TOILET: A LOVE STORY. Director Shree Narayan Singh. Players: Akshay Kumar, Bhumi Padnekar, Anupam Kher, Sudhir Pandey, Divyendu Sharma, Subha Khote. Hindi w/ Eng. Sub-tit. (Viacom).

The lack of indoor plumbing in some rural areas of India, and more specifically the lack of indoor toilets in many rural Indian homes, has been singled out as a key roadblock to India joining modernity. Not having such facilities at home is often a practice carried over from an era when a large agrarian populace spent longer hours in the field than in towns or offices. What do we do? In comes Toilet: A Love Story. While visually striking, romantic and even funny, the movie falls short of fully exploiting the complexities and nuances demanded by the lack of indoor facilities as indicative of a larger social gap.

Bad news often travels in pairs. For Keshav Sharma (Kumar), pining away running his father’s small business in a village in northern India, calamity strikes on two fronts. On the one hand, at thirty something, he is yet to find a suitable bride. That reality is only exacerbated by his second problem. As luck would have it, after meeting the woman of his dreams, the outspoken beauty Jaya Joshi (Padneker) and marrying her, the other shoe drops. Because Keshav’s household lacks indoor facilities, his vivacious new bride refuses to use outdoor facilities and threatens to move back to her parents’ house unless Keshav installs an indoor toilet.

Toilet’s premise does not lack urgency or merit. There are enough up close and personal encounters of folks —mostly women—out in the field making a pre-dawn nature call. Urination in public—mostly by men—also gets screen time. That some women are harassed—or worse—out in the field is also hinted at by gawkers—mostly men—out on inexplicable pre-dawn pleasure rides. These elements also add to safety concerns highlighted by some well-publicized news stories involving attacks on women in the field. These are valid touch points in the yet developing national story of the Indian government’s call to build enough toilets to support 100% of the rural population’s needs over the next few years.

As much as the writers posit this as a gender issue, however, it is not. Buying into that would validate the movie’s view that is primarily women who are inconvenienced because men can, ahem, go anywhere. Biological imperative—and hence bodily functions—would be pressing for men as much as for women.
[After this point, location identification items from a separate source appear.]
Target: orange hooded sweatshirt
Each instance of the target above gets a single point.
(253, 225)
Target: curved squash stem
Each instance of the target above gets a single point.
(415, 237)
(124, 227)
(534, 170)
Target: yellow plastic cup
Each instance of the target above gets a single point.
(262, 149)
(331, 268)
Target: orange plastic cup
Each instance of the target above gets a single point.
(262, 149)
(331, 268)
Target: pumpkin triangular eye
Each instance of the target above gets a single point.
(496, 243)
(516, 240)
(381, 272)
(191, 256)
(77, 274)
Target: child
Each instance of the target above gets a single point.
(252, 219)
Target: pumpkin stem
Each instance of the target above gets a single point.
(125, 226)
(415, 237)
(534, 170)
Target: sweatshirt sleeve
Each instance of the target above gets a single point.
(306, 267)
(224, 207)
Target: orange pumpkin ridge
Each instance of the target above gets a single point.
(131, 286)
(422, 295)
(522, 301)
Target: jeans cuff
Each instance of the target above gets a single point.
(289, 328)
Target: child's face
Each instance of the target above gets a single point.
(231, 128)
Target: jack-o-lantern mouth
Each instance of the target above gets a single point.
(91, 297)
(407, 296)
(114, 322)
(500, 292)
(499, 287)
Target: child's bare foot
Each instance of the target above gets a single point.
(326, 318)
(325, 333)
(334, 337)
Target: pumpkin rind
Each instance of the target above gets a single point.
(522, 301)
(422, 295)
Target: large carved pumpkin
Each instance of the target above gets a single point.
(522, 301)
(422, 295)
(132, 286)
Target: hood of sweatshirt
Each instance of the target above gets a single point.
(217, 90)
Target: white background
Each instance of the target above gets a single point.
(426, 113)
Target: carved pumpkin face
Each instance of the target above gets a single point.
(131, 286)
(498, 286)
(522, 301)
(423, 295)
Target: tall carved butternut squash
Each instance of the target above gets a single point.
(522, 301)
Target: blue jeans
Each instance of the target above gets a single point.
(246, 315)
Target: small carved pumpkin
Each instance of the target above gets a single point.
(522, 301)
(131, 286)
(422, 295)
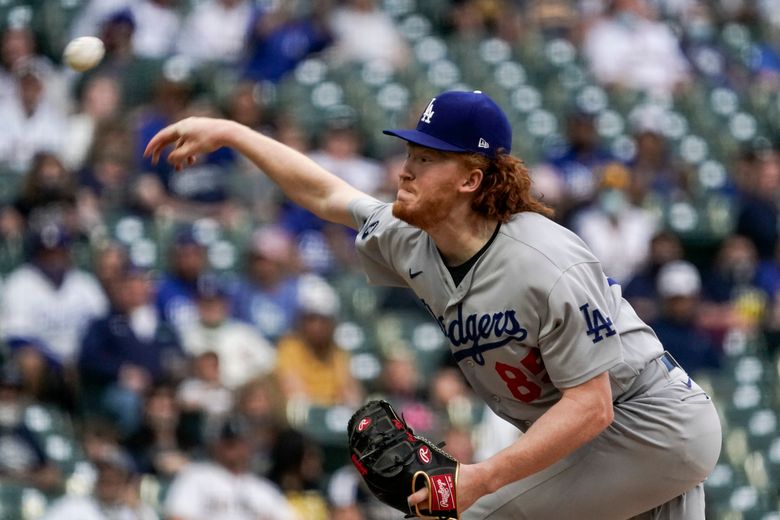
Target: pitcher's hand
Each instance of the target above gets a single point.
(471, 486)
(190, 137)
Also, regardless of when and where toilets are built and what decision-making authorities consider when granting such construction permits, happiness—unlike how Toilet would have it—cannot be legislated.

As leads, Kumar and Padneker offer elevated romantic pairing that has certainly helped boost the huge box office gains Toilet: A Love Story has garnered. Toilet is also shouldered by an ear-worthy musical score, lined up by Vickey Prasad’s “Hans Mat Pagli”—a folksy tune in tandem with Sonu Nigam and Shreya Ghosal versions and “Bhakheda” by Sukhwinder Singh and Shreya Ghosal. The earthy score, penned by Siddharth-Garima, has no Bhangra wedding tune and no neo-disco tent events and succeeds in underlining the romantic and non-satirical appeal of the story.

Compared to, say, Peepli: Live, however, where Aamir Khan staged the acutely bitter reality of suicide rates amongst rural farmers played by lesser known players who did a remarkable job in channeling unassailable economic forces tearing apart their lives and then resorting to suicide as a way out, Toilet: A Love Story struggles from a lack of that same anonymity. An A-list superstar such as Kumar inside a character that struggles with lack of indoor plumbing does not flow. Toilet: A Love Story, may be too big a stage for this intimate rural social story.

The mainstreaming of vox pop events of the day have become standard fare for Hindi movies. At an extrinsic level culturally, the rise of religious fundamentalism jabbed at by PK, the search for elusive high profile international terrorists fictitiously chronicled in Phantom and Baby, the always-tense relations between India and Pakistan taken up in Bajrangi Bhaijaan, Filmistan and Hasina Bhaag Jayegi are but a few examples. While it is indeed refreshing to have lack of proper indoor sanitation taken up as a cause in such a big banner project, Toilet: A Love Story misses the mark in effectively telling this story.

EQ: B
Aniruddh Chawda

Globe trekker, aesthete, photographer, ski bum, film buff, and commentator, Aniruddh Chawda writes from Milwaukee.